HildaOgdensMuriel · 16/12/2015 10:29

I did go down the close supervision route after mocks went wrong at 16. His Dad and I got him to go through past papers and he was under a fairly strct regime that he bridled against (despite having admitted he wanted our help.)

It was only sustainable for a few weeks. But it was worth it if only to give him an idea of how much time he did need to put in. A common theme is his optimism founded in ignorance!

BoboChic · 16/12/2015 18:21

I'll be super honest, OP - it doesn't sound as if you and your DH are managing your DSs at all.

Homework is non-negotiable and it needs to be that way from the start. It isn't the job of teachers to manage homework: that is the job of parents.

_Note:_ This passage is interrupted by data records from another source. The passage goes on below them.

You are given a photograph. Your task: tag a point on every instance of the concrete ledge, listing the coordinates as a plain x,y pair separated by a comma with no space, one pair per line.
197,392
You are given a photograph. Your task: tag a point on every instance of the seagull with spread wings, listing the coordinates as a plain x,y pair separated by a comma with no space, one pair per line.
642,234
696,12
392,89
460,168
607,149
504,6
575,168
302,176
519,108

mumeeee · 19/12/2015 17:38

At 16 and 18 they should be managing their homework themselves. Yes maybe ask them if they have any but then leave them to it. The 18 year old particularly should be managing his homework himself. BTECs usually have a lot of course work and students are expected to manage their time and get on with it themselves.

Littlef00t · 19/12/2015 18:03

I agree it needs to be their responsibility. A friend was terrible and his mum was constantly helping/nagging him, to the extent of sending him to the caravan to revise for exams and not letting him back until he'd been there X hours.

When he went to uni he hadn't learnt the skills, and ended up dropping out because he just spent all his time playing video games and missing deadlines. A v expensive lesson he could have learnt at 15.